Ars Digita Site Profiler
One of the
Ars Digita Free
Tools
Software testing is boring and repetitive. As a result, people aren't
very good at it - we tend to carry out the same actions over and over, and
thus miss errors that are outside the path of our normal activities. So
testing is often neglected, and it can be quite easy for minor (and
sometimes major) defects that detract from a piece of software's utility
and appearance of 'solidness' make their way into production code.
Automating The Process
Because websites have fairly consistent and well-defined mechanisms though
which all user interaction occurs (a GET or POST for input, HTML for output),
and through which most possible actions are communicated to the user (i.e.
links), we have an opportunity to easily automate the testing of a website.

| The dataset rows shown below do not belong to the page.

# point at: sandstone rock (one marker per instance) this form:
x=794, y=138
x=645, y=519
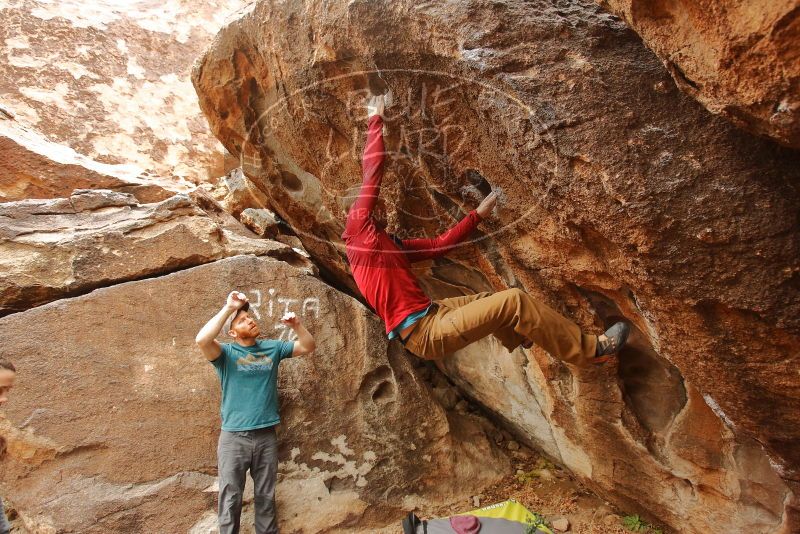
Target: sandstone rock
x=261, y=222
x=241, y=194
x=447, y=397
x=33, y=167
x=118, y=411
x=561, y=524
x=112, y=81
x=56, y=248
x=739, y=60
x=608, y=176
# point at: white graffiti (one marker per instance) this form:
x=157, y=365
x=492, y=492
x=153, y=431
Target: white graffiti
x=272, y=305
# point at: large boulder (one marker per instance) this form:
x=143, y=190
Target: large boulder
x=63, y=247
x=34, y=167
x=621, y=196
x=740, y=60
x=113, y=423
x=112, y=81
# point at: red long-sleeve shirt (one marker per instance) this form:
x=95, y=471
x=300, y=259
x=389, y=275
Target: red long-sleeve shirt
x=381, y=268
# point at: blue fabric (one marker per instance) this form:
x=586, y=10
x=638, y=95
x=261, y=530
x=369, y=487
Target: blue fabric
x=410, y=319
x=249, y=379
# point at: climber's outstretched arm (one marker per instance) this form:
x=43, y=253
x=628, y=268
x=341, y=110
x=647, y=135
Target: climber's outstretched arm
x=425, y=249
x=371, y=166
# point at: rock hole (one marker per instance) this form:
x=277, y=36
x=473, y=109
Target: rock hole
x=290, y=182
x=383, y=393
x=652, y=387
x=681, y=76
x=475, y=179
x=379, y=386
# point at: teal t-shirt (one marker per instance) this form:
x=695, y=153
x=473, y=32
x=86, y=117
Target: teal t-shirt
x=249, y=379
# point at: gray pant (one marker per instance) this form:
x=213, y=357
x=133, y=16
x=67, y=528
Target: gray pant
x=5, y=528
x=256, y=450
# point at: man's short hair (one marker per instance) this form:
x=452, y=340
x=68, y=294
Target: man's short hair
x=234, y=315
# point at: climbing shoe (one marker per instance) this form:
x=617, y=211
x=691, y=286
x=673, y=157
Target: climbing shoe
x=615, y=338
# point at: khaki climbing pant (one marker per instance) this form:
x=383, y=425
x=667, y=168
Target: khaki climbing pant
x=512, y=316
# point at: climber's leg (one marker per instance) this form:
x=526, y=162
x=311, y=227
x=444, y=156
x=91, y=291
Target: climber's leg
x=264, y=471
x=233, y=460
x=5, y=528
x=512, y=316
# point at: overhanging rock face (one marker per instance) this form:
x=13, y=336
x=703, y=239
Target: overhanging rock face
x=114, y=425
x=738, y=59
x=621, y=196
x=69, y=246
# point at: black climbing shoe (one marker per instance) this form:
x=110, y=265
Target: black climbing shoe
x=616, y=336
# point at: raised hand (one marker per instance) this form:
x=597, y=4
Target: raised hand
x=486, y=206
x=375, y=105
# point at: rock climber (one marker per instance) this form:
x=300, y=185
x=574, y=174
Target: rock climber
x=8, y=374
x=248, y=374
x=381, y=267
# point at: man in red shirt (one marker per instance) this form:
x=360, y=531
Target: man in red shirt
x=381, y=267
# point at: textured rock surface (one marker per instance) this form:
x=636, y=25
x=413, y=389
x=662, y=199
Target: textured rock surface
x=621, y=197
x=739, y=59
x=111, y=80
x=33, y=167
x=56, y=248
x=114, y=425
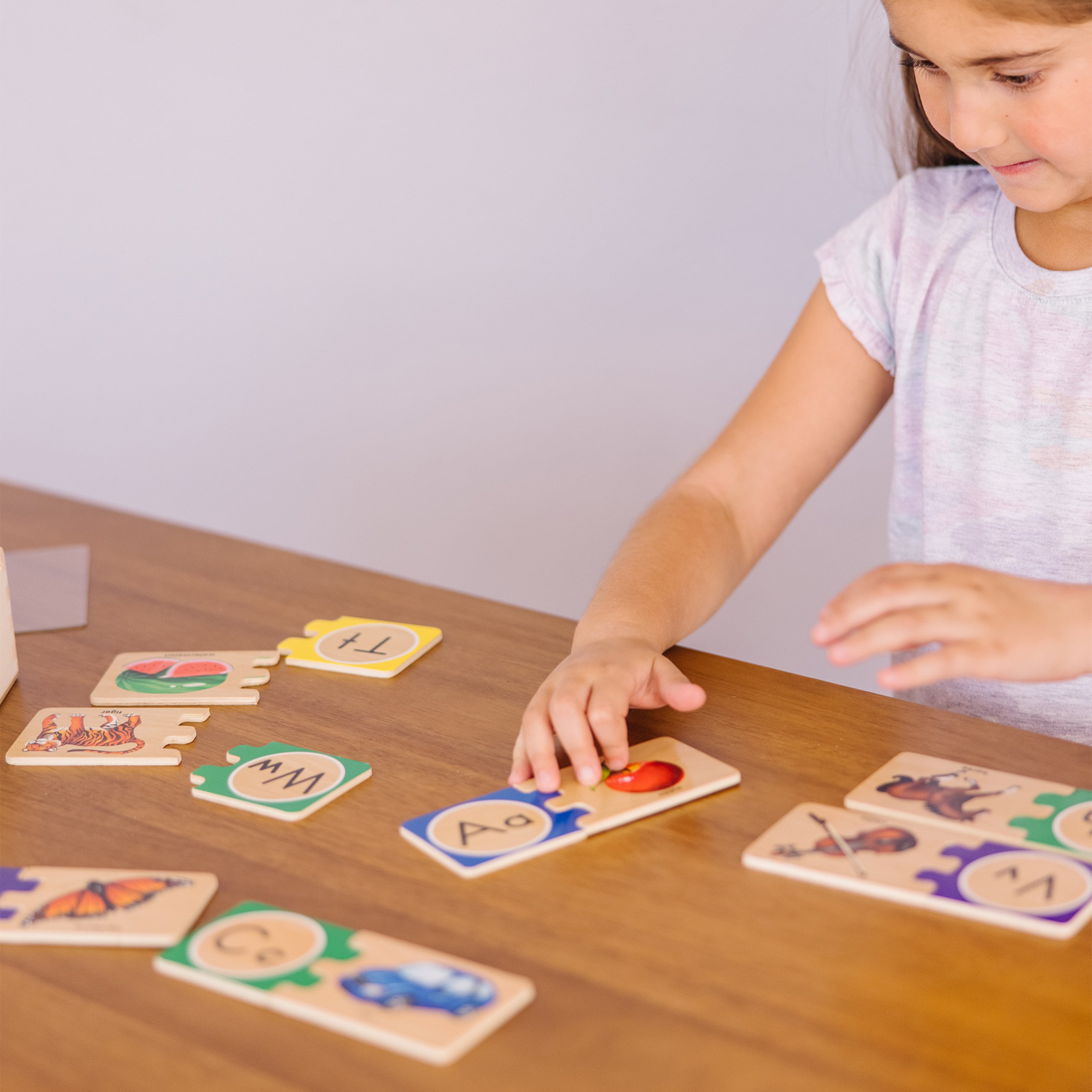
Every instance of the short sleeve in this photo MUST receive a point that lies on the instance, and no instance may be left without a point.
(858, 268)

Crawlers have been taking advantage of these consistent interfaces to index
sites for years. Why not use a crawler of sorts to test a site for broken
links and some other easily-distinguished errors, and to profile its
performance? That's the purpose of this system.
What This System Can Do
Tell you which pages are slow. Find pages with broken links, internal
server errors, and any other problem that is accompanied by an HTTP response
code other than 200.
What This System Can't Do
We have no way of testing the semantic correctness of a page's content.
Your .TCL script can return complete gibberish, and the crawler will happily
report that all is well as long as it gets an HTTP return code of 200.

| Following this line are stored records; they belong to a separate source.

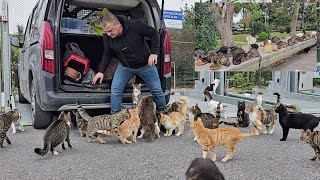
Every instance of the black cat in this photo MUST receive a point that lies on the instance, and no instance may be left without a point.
(242, 117)
(294, 120)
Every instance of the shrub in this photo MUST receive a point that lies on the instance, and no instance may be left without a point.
(263, 36)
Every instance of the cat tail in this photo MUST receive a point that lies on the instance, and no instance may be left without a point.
(43, 151)
(251, 133)
(230, 123)
(149, 131)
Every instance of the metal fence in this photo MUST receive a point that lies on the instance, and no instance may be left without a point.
(183, 64)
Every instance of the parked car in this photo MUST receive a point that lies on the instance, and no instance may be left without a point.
(41, 66)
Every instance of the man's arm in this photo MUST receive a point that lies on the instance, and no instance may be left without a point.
(107, 54)
(150, 32)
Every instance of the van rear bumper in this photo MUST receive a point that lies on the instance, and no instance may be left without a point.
(67, 101)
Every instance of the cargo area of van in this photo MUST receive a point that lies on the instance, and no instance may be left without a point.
(80, 29)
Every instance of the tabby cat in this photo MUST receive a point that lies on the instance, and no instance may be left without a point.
(312, 138)
(171, 121)
(129, 128)
(5, 121)
(242, 117)
(209, 121)
(268, 48)
(56, 134)
(104, 122)
(210, 138)
(136, 93)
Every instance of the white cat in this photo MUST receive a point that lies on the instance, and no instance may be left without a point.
(14, 125)
(213, 108)
(216, 82)
(259, 100)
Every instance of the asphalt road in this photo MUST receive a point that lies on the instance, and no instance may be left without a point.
(260, 157)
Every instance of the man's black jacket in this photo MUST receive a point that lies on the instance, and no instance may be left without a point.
(130, 47)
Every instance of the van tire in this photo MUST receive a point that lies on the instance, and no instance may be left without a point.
(21, 97)
(40, 119)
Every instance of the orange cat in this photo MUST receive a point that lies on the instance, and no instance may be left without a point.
(129, 127)
(254, 116)
(171, 121)
(210, 138)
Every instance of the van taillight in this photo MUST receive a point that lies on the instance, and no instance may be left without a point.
(48, 61)
(167, 54)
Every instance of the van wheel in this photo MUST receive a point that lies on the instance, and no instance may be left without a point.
(21, 97)
(40, 119)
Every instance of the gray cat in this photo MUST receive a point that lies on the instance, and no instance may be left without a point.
(56, 134)
(5, 121)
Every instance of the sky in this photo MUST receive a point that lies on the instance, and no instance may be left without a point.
(19, 10)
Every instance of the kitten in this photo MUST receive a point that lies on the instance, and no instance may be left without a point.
(211, 138)
(312, 138)
(258, 100)
(216, 82)
(254, 116)
(282, 44)
(104, 122)
(17, 124)
(203, 169)
(171, 121)
(129, 128)
(209, 121)
(6, 120)
(136, 93)
(268, 119)
(275, 40)
(268, 48)
(242, 117)
(294, 120)
(148, 119)
(56, 134)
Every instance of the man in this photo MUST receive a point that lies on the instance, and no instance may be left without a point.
(125, 38)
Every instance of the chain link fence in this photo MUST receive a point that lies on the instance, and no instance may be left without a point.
(183, 64)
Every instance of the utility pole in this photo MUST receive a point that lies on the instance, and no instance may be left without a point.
(5, 52)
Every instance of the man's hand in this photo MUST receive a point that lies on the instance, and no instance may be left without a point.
(98, 76)
(152, 59)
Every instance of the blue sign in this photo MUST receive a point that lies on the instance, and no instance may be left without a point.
(173, 19)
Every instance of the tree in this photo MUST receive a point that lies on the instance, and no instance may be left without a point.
(224, 15)
(293, 25)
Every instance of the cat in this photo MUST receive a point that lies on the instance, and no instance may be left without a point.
(6, 120)
(136, 93)
(294, 120)
(275, 40)
(213, 107)
(268, 48)
(258, 100)
(242, 117)
(282, 44)
(223, 58)
(209, 121)
(129, 128)
(180, 106)
(104, 122)
(56, 134)
(252, 53)
(255, 116)
(211, 138)
(148, 119)
(17, 124)
(312, 138)
(171, 121)
(203, 169)
(293, 40)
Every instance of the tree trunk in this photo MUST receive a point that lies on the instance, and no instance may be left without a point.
(224, 16)
(293, 25)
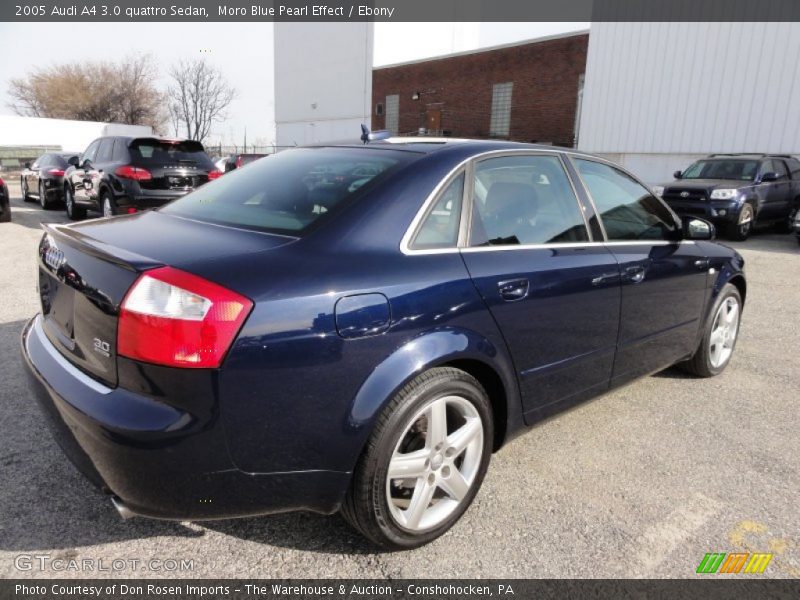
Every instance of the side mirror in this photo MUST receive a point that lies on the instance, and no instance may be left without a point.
(695, 228)
(769, 176)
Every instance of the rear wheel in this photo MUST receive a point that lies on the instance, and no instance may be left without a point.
(424, 462)
(743, 227)
(719, 335)
(109, 206)
(74, 212)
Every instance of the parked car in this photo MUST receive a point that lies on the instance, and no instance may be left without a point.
(44, 179)
(119, 175)
(5, 203)
(737, 191)
(237, 161)
(263, 344)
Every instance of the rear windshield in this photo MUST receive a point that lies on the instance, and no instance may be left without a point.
(158, 152)
(740, 170)
(290, 191)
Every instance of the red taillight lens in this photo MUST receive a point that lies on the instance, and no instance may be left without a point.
(137, 173)
(170, 317)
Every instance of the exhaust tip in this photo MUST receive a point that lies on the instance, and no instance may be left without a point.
(124, 512)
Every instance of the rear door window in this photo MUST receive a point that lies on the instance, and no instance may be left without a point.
(153, 153)
(292, 190)
(627, 209)
(104, 151)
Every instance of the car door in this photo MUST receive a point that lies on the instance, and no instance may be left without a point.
(80, 177)
(664, 279)
(554, 294)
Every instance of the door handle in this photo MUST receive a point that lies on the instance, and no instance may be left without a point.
(635, 274)
(513, 289)
(702, 263)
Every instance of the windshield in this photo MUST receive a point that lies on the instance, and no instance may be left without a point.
(289, 191)
(740, 170)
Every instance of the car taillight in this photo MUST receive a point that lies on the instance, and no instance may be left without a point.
(170, 317)
(137, 173)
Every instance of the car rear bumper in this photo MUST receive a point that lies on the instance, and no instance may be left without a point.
(161, 462)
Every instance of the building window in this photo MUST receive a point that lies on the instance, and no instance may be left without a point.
(501, 109)
(392, 109)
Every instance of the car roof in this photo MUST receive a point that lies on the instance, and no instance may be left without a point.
(429, 145)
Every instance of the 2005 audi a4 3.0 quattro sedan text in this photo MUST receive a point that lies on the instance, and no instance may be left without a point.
(359, 327)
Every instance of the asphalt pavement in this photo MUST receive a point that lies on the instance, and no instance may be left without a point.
(642, 482)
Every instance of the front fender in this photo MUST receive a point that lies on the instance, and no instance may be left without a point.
(428, 350)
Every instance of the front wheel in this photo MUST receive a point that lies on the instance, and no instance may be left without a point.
(74, 212)
(719, 335)
(424, 462)
(743, 227)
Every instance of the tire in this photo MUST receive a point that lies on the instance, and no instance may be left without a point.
(743, 227)
(382, 508)
(74, 212)
(107, 204)
(23, 186)
(712, 357)
(43, 201)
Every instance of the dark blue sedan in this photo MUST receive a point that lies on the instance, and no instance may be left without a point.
(358, 328)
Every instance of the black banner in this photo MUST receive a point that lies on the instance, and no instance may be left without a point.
(712, 588)
(400, 10)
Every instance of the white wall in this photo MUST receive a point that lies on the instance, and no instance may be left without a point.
(323, 81)
(70, 135)
(660, 93)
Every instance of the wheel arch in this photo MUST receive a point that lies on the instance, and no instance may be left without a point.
(462, 349)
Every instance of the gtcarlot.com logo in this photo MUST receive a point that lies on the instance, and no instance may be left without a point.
(737, 562)
(47, 562)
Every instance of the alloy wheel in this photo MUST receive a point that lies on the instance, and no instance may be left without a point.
(723, 332)
(434, 463)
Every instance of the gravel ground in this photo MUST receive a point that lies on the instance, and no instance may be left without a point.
(639, 483)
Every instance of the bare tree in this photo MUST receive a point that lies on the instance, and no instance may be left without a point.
(121, 92)
(198, 97)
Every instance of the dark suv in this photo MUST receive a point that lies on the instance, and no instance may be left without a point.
(737, 191)
(119, 175)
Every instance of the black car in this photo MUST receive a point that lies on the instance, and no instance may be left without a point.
(122, 175)
(737, 191)
(237, 161)
(5, 206)
(268, 343)
(44, 179)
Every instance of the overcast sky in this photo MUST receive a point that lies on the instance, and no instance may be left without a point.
(242, 50)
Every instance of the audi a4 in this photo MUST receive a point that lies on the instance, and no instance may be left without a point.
(279, 340)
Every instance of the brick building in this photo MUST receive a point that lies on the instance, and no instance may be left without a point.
(527, 92)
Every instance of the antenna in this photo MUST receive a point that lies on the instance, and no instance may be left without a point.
(371, 136)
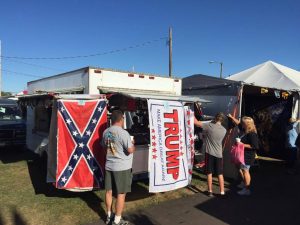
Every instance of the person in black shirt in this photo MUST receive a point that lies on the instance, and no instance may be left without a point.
(250, 140)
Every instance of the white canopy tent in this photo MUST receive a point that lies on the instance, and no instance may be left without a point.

Also, forms are currently ignored (meaning that a page only reachable via
a POST will not get profiled), and no validation is done on the returned HTML.
Both these things may change, though. See 'Possible Improvements', below.
The Mid-Level Details
The system consists of two parts:
The Crawler
The crawler is a fairly dumb program that takes a few arguments specifying
hostname, count of hits to perform, login information, and a few other things.

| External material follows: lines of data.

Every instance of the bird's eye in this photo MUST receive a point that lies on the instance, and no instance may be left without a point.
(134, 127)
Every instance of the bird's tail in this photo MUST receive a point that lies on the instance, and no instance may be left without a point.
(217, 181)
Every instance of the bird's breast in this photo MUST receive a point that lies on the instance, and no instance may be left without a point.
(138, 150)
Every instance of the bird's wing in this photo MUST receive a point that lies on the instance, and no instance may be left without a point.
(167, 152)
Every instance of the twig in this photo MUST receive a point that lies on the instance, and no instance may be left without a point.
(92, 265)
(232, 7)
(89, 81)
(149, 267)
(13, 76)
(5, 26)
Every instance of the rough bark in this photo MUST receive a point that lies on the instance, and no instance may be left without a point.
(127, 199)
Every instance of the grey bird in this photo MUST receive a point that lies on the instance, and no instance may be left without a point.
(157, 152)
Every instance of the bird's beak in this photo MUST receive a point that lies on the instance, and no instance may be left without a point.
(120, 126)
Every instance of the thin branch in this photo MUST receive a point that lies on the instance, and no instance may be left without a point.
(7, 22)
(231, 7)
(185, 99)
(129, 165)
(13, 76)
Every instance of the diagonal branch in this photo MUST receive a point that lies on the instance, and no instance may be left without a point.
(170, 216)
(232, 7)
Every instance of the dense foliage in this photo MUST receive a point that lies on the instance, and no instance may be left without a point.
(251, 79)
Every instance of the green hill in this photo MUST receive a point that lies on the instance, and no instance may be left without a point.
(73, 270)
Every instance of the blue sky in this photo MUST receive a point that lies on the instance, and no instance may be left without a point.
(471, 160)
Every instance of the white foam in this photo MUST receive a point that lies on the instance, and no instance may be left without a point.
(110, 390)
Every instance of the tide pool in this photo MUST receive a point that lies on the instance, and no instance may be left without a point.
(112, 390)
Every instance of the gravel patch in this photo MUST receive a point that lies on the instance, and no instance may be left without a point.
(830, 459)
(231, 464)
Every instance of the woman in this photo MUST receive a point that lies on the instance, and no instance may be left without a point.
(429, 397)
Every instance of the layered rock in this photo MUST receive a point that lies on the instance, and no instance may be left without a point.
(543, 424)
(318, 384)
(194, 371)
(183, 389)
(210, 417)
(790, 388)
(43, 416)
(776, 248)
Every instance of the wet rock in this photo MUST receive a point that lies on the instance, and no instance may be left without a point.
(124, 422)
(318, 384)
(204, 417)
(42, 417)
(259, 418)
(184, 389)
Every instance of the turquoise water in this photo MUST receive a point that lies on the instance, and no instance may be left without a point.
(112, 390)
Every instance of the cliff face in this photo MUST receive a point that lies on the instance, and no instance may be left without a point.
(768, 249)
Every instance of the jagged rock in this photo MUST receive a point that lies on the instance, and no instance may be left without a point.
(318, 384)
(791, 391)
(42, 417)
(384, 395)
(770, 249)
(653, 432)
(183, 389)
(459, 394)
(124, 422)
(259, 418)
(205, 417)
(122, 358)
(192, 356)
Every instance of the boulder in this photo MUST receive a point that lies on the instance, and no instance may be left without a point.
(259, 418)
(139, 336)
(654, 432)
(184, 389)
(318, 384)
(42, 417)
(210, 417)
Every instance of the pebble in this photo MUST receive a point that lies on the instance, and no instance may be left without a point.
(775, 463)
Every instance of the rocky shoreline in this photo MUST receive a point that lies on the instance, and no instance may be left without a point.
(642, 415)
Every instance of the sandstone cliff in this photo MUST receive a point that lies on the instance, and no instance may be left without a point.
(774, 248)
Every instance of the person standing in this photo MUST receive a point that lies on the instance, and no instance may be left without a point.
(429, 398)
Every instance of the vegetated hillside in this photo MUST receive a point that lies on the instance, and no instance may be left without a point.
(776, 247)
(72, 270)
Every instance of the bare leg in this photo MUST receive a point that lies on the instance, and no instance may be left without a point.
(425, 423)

It then goes through a fairly straightforward sequence of actions:
- Log on to the site using the specified login information.
- Retrieve a specified starting path from the site.
- Record a record indicating the time required to get a response from the
server and any error conditions returned.
- Extract all links in the HTML retrieved by last hit that don't point to
a different host.
- Randomly choose one of the URLs from the previous step; fetch that from
the server.
- Repeat steps 3-5 until the specified number of hits has been performed.
- Write all recorded logging information to a file.
(Actually, it's a bit more complicated than this, when you get into
issues like reacting to error codes returned by the server and preventing
the crawler from getting 'trapped' in a small subset of the site. If you
want more detail, browse the source, with
particular attention to the profile_site
function.)
The Profile Log Analysis Pages
The log file stored by the crawler contains mostly just raw data about
response codes and times for the pages it fetches. Making effective use of
this data requires tools for browsing and generating summaries of the data.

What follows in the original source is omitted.